Data and Seed Parallelism¶

ExpOps can parallelize pipeline execution by duplicating parts of the process graph across data partitions or random seeds. Both features are configured per process in configs/project_config.yaml under model.parameters.pipeline.processes.

Data Parallelism¶

Use data parallelism when a process returns a dataframe that should be split and processed in parallel by downstream processes.

Configuration keys:

data_parallelism.size: Number of partitions (int) or explicit row counts (list of ints).
data_parallelism.data_name: Key in the process return dict that contains the dataframe.

Behavior:

The dataframe is split into partitions.
Downstream processes are duplicated per partition until a data aggregation boundary.
Partitioned processes are suffixed with _1, _2, ... in the expanded graph.

Example:

processes:
  - name: "feature_engineering"
    code_function: "define_feature_engineering_process"
    data_parallelism:
      size: 3 # or [50,20,20] indicating three partitions with a 50, 20, 20 row count split
      data_name: df

Process return requirements:

The process must return a dict containing data_name.
The value can be a pandas DataFrame, a list of records, or a dict (it will be converted).

Seed Parallelism¶

Use seed parallelism to run downstream branches multiple times with deterministic seeds.

Configuration keys:

seed_parallelism.seeds: List of integer seeds (can also be a single int or list in YAML).

Behavior:

Downstream processes are duplicated once per seed until a seed aggregation boundary.
Seeded processes are suffixed with _seed{value} in the expanded graph.
The seed value is injected into the process hyperparameters as random_seed.

Note: ExpOps seeds common RNGs (Python, NumPy, PyTorch, TensorFlow) at task level, but it does not automatically set random_state/seed arguments for every library or model.
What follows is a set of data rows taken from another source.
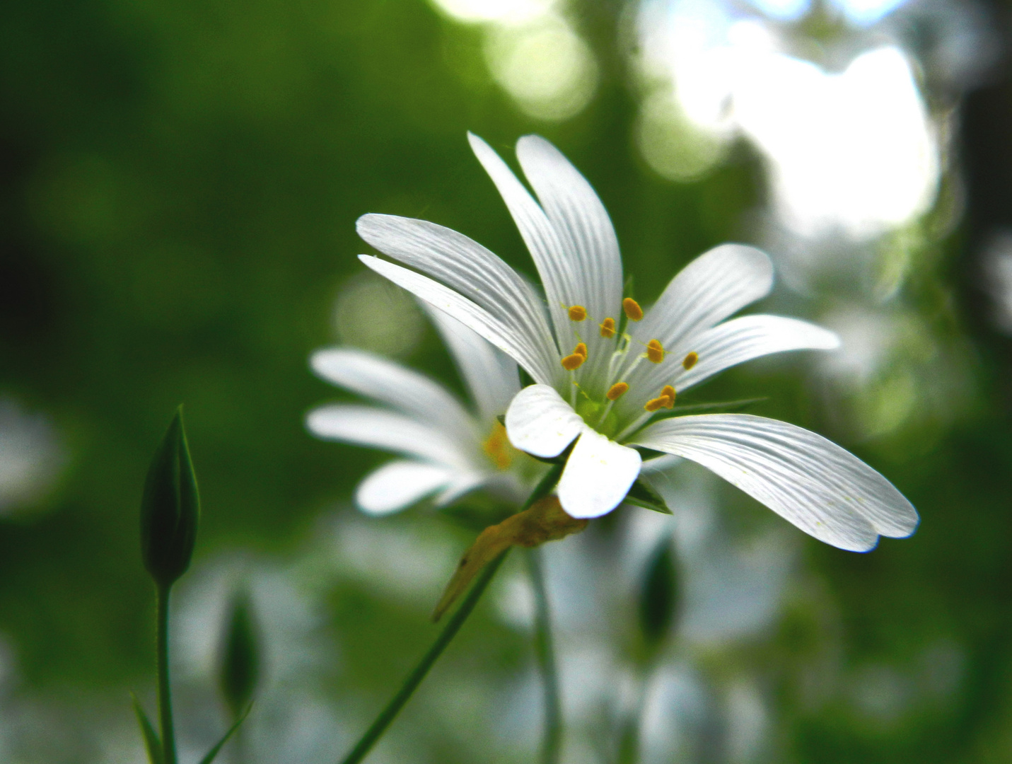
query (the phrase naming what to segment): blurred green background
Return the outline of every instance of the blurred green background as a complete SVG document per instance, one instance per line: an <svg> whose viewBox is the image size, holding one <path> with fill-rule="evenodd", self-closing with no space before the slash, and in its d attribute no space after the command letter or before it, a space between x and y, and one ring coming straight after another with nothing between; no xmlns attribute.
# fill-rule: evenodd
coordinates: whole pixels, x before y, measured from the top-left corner
<svg viewBox="0 0 1012 764"><path fill-rule="evenodd" d="M696 37L720 39L679 37L693 18L715 24ZM0 759L143 760L129 691L150 705L154 597L138 502L180 402L204 506L176 598L185 755L224 729L214 667L237 587L253 591L266 656L250 761L336 761L424 650L473 531L425 507L357 512L354 486L388 457L309 436L308 409L341 394L307 360L358 344L462 391L417 309L363 272L354 221L425 218L531 273L470 130L508 161L526 133L556 143L608 208L644 302L711 246L766 247L782 278L764 309L837 329L841 359L748 364L693 401L768 396L756 413L841 442L922 516L910 539L843 553L689 469L673 520L623 510L545 549L566 760L612 760L606 731L639 681L641 553L673 532L682 625L651 680L645 761L1008 761L1007 21L1002 6L941 0L7 6ZM657 53L665 24L674 53ZM912 110L879 124L883 103L906 101L883 91L865 114L860 82L833 85L818 113L792 81L689 83L738 61L710 49L789 56L838 84L888 49ZM752 71L775 84L774 64ZM769 121L790 104L812 117L793 120L800 138ZM783 137L813 139L810 153L786 157ZM921 153L892 180L830 161L888 160L894 145ZM856 180L838 176L847 163ZM915 170L912 201L879 215ZM822 199L816 181L844 191ZM523 574L511 561L374 761L533 759Z"/></svg>

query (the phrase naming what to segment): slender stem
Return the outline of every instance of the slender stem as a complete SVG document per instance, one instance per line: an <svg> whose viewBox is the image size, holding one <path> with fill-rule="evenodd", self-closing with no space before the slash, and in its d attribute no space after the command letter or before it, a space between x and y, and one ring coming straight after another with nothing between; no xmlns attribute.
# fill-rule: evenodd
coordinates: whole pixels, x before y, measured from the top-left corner
<svg viewBox="0 0 1012 764"><path fill-rule="evenodd" d="M527 569L534 587L534 652L544 684L544 730L541 739L542 764L556 764L563 742L562 700L559 693L559 672L552 644L552 620L549 614L549 594L544 586L540 550L527 549Z"/></svg>
<svg viewBox="0 0 1012 764"><path fill-rule="evenodd" d="M530 492L530 496L527 497L527 501L523 503L520 507L520 511L530 509L530 506L537 501L549 495L549 492L556 487L559 483L559 476L563 474L564 464L553 464L552 469L544 474L540 482ZM408 678L404 681L401 689L397 691L397 694L390 699L386 707L380 711L380 715L376 716L375 720L369 726L369 729L365 731L358 744L351 749L351 753L341 760L341 764L358 764L365 755L369 752L375 742L380 740L387 728L390 727L390 723L394 720L397 714L404 707L404 704L408 702L412 693L418 688L418 685L422 683L425 679L425 675L429 673L429 669L432 668L432 664L436 662L436 659L442 655L442 652L449 645L450 641L456 636L456 632L460 630L460 626L471 615L471 611L475 609L475 605L478 604L478 600L481 599L482 594L485 593L486 587L488 587L489 582L492 581L492 577L496 575L496 571L499 570L499 566L502 565L503 560L506 559L506 555L509 554L509 549L506 549L502 555L497 557L491 563L489 563L485 570L482 571L482 575L478 577L475 585L468 592L468 596L465 598L463 602L460 603L460 607L457 608L456 612L453 613L453 617L450 618L446 625L443 626L443 630L439 632L436 641L432 643L432 647L429 648L428 652L422 656L422 660L418 662L414 670L408 675ZM169 764L166 762L166 764ZM172 764L175 764L173 761Z"/></svg>
<svg viewBox="0 0 1012 764"><path fill-rule="evenodd" d="M162 760L176 764L176 734L172 725L172 688L169 684L169 590L170 586L158 585L155 596L157 610L157 635L155 638L158 661L158 717L162 735Z"/></svg>
<svg viewBox="0 0 1012 764"><path fill-rule="evenodd" d="M375 744L380 737L387 731L390 723L394 720L404 704L408 702L408 698L411 697L412 693L418 688L418 685L422 683L425 675L429 673L429 669L432 668L432 664L436 662L436 659L442 655L442 652L449 645L450 641L456 635L456 632L460 630L460 626L471 615L471 611L475 609L475 605L478 604L478 600L481 598L482 594L485 592L485 588L492 581L492 577L496 575L496 571L499 570L499 566L502 565L503 560L506 559L506 555L509 549L504 551L502 555L497 557L491 563L486 566L485 570L482 571L482 575L475 582L471 591L468 593L467 598L461 603L460 607L453 617L449 619L443 630L439 632L439 636L436 641L432 643L432 647L429 648L428 652L422 657L422 660L418 662L414 671L408 675L405 680L404 685L398 690L397 694L391 698L391 701L387 703L387 707L384 708L380 715L376 716L375 721L365 731L361 740L358 741L356 745L347 756L342 759L341 764L357 764L365 758L365 755L369 752L369 749Z"/></svg>

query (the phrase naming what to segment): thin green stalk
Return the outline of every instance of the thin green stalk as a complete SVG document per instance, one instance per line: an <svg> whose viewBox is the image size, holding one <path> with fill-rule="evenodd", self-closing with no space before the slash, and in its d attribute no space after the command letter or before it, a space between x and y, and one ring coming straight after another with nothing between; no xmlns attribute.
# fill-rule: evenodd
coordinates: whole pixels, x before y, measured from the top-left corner
<svg viewBox="0 0 1012 764"><path fill-rule="evenodd" d="M158 717L162 735L162 761L176 764L176 734L172 725L172 688L169 684L169 586L158 586L156 652L158 661Z"/></svg>
<svg viewBox="0 0 1012 764"><path fill-rule="evenodd" d="M415 667L414 671L408 675L405 680L404 685L398 690L397 694L391 698L391 701L387 703L387 707L384 708L380 715L376 716L375 721L365 731L361 740L358 741L356 745L344 759L341 764L357 764L365 755L369 752L369 749L375 744L380 737L387 731L390 723L394 720L394 717L400 712L404 704L408 702L412 693L418 688L418 685L422 683L425 675L429 673L429 669L432 668L432 664L436 662L436 659L442 655L442 652L449 645L450 641L456 636L456 632L460 630L460 626L471 615L471 611L475 609L475 605L478 604L478 600L481 599L482 594L485 592L485 588L492 581L492 577L496 575L496 571L499 570L499 566L502 565L503 560L506 559L506 555L509 549L504 551L502 555L497 557L491 563L486 566L485 570L482 571L482 575L479 576L475 585L471 588L468 593L467 598L457 608L457 611L453 613L453 617L449 619L443 630L440 631L439 636L436 641L432 643L432 647L429 648L428 652L422 657L418 665Z"/></svg>
<svg viewBox="0 0 1012 764"><path fill-rule="evenodd" d="M563 468L565 464L553 464L552 469L541 478L541 481L537 484L533 491L531 491L530 496L527 497L527 501L523 503L520 507L521 512L526 509L530 509L530 506L537 501L549 495L556 484L559 483L559 476L563 474ZM436 659L442 655L442 652L446 649L446 646L456 636L456 632L460 630L460 626L471 615L471 611L475 609L475 605L478 604L478 600L481 599L482 594L485 593L485 589L488 587L489 582L492 581L492 577L496 575L496 571L499 570L499 566L502 565L503 560L506 559L506 555L509 554L509 549L506 549L502 555L497 557L491 563L486 566L485 570L478 577L475 585L468 592L468 596L465 598L463 602L460 603L460 607L457 611L453 613L453 617L450 618L446 625L443 626L443 630L439 632L436 641L432 643L432 647L429 648L428 652L422 656L422 660L419 661L418 665L415 666L414 670L408 675L408 678L404 681L401 689L397 691L397 694L390 699L386 707L380 711L380 715L376 716L375 720L369 726L369 729L365 731L358 744L351 749L351 753L341 760L341 764L358 764L365 755L369 752L375 742L380 740L387 728L390 727L390 723L394 720L397 714L404 707L404 704L408 702L411 698L412 693L418 688L418 685L422 683L425 679L425 675L429 673L429 669L432 668L432 664L436 662ZM173 760L172 764L175 764Z"/></svg>
<svg viewBox="0 0 1012 764"><path fill-rule="evenodd" d="M544 685L544 729L541 739L542 764L556 764L563 742L562 700L559 693L559 672L552 642L552 620L549 614L549 594L544 586L540 550L527 549L527 569L534 588L534 653Z"/></svg>

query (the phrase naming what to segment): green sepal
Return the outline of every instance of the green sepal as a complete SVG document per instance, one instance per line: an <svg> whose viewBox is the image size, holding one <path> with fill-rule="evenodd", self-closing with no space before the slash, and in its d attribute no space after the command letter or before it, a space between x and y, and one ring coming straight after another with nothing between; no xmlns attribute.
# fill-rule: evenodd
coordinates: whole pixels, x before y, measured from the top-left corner
<svg viewBox="0 0 1012 764"><path fill-rule="evenodd" d="M148 761L151 764L162 764L162 741L158 738L158 733L148 718L148 714L141 707L141 702L133 692L130 694L134 700L134 712L137 714L137 724L141 727L141 734L144 736L144 746L148 749Z"/></svg>
<svg viewBox="0 0 1012 764"><path fill-rule="evenodd" d="M663 515L673 515L668 505L664 502L654 489L648 486L644 481L637 480L629 492L625 494L625 498L622 499L626 504L632 504L637 507L643 507L644 509L652 509L655 512L660 512Z"/></svg>
<svg viewBox="0 0 1012 764"><path fill-rule="evenodd" d="M229 728L229 731L225 733L224 736L222 736L222 739L218 741L215 747L207 752L207 755L204 756L202 759L200 759L200 764L210 764L210 762L215 760L215 757L218 756L219 752L222 750L225 744L229 742L229 738L232 737L232 734L236 730L238 730L239 726L246 719L248 715L250 715L250 710L252 710L252 708L253 708L253 703L250 703L249 705L246 706L246 710L243 711L243 715L241 715L239 718L235 720L235 724L233 724L232 727Z"/></svg>
<svg viewBox="0 0 1012 764"><path fill-rule="evenodd" d="M141 557L155 583L170 587L189 568L200 520L182 407L155 451L141 499Z"/></svg>

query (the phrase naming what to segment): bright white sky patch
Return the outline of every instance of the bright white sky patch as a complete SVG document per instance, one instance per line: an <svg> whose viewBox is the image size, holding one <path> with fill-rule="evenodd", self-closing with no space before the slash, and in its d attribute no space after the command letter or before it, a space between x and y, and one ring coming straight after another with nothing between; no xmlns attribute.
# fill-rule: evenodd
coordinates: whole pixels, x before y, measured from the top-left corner
<svg viewBox="0 0 1012 764"><path fill-rule="evenodd" d="M762 152L774 211L795 233L868 239L934 200L937 140L898 48L829 72L786 55L765 20L720 0L648 0L640 29L647 70L670 77L685 117Z"/></svg>

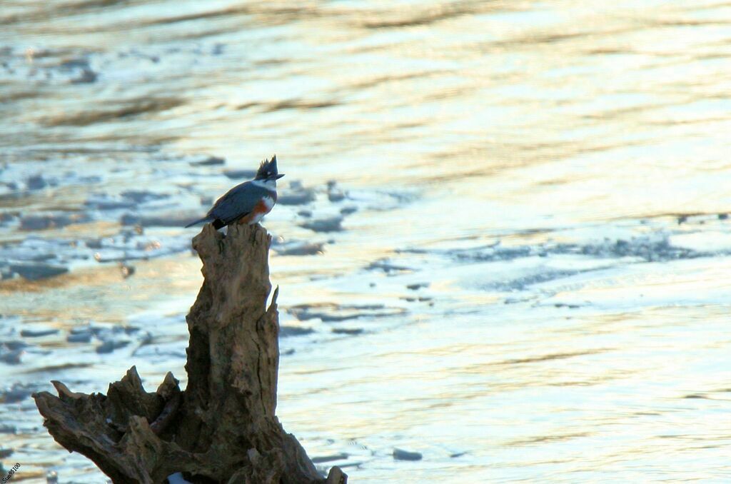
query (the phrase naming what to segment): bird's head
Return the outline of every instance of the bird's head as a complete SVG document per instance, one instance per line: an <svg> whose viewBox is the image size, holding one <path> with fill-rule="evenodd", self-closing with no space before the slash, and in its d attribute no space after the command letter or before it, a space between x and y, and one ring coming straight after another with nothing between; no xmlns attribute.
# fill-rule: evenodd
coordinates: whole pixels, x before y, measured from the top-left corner
<svg viewBox="0 0 731 484"><path fill-rule="evenodd" d="M254 177L254 179L268 181L269 180L278 180L283 176L284 176L284 173L277 172L276 155L274 155L270 160L265 159L262 162L262 164L259 165L259 170L257 171L257 175Z"/></svg>

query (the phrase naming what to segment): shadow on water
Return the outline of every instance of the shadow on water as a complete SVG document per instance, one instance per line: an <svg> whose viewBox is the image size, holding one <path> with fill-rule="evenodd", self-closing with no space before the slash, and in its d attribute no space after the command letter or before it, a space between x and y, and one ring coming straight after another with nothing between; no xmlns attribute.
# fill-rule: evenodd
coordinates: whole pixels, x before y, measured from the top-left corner
<svg viewBox="0 0 731 484"><path fill-rule="evenodd" d="M102 479L30 393L130 361L184 385L181 227L276 152L278 411L323 469L724 476L730 23L713 1L4 2L0 455Z"/></svg>

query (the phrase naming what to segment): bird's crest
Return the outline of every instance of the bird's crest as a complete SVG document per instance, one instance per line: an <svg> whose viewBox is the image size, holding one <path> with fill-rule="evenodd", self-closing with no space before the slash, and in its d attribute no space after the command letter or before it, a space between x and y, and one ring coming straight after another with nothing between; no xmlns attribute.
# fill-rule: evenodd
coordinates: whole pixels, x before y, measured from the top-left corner
<svg viewBox="0 0 731 484"><path fill-rule="evenodd" d="M276 155L272 156L272 159L265 159L262 162L261 165L259 165L259 170L257 170L257 176L254 177L255 180L267 179L270 178L274 178L277 175L279 172L276 168Z"/></svg>

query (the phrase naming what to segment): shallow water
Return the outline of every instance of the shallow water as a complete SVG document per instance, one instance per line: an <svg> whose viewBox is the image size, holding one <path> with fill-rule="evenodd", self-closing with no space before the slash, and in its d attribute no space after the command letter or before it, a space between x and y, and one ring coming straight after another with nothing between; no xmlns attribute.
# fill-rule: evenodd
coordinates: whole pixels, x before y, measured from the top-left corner
<svg viewBox="0 0 731 484"><path fill-rule="evenodd" d="M40 426L50 379L184 382L180 227L272 153L278 412L323 470L731 477L731 3L10 0L0 25L14 480L105 481Z"/></svg>

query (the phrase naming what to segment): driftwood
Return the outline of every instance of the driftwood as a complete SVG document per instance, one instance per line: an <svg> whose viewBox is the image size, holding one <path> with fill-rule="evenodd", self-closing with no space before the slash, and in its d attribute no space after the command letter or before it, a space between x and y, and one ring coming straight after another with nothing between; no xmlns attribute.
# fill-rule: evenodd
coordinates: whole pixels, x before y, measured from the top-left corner
<svg viewBox="0 0 731 484"><path fill-rule="evenodd" d="M182 472L192 483L344 484L333 467L321 477L275 415L279 330L271 290L271 237L258 224L224 235L206 224L193 239L203 285L186 319L188 386L168 373L147 393L135 368L107 396L33 396L44 425L69 451L94 461L114 483L164 483Z"/></svg>

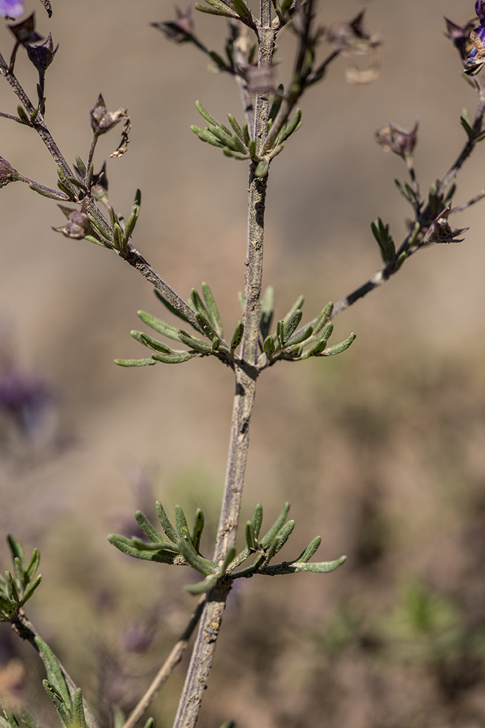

If your library requires an explicit seed parameter, pass hyperparameters["random_seed"] in your process code.

Example:

processes:
  - name: "train_model"
    code_function: "define_training_process"
    seed_parallelism:
      seeds: [21, 22, 23]

Aggregation Boundaries¶

To stop graph duplication and combine results, mark a process as an aggregation boundary:

processes:
  - name: "feature_engineering_generic"
    data_parallelism:
      size: 2
      data_name: df

  - name: "preprocess_linear_nn"
    seed_parallelism:
      seeds: [40, 41]

  - name: "ensemble_aggregation"
    data_parallelism:
      aggregation: true
    seed_parallelism:
      aggregation: true

Aggregation processes receive a merged data payload containing the partition/seed results keyed by the base process name.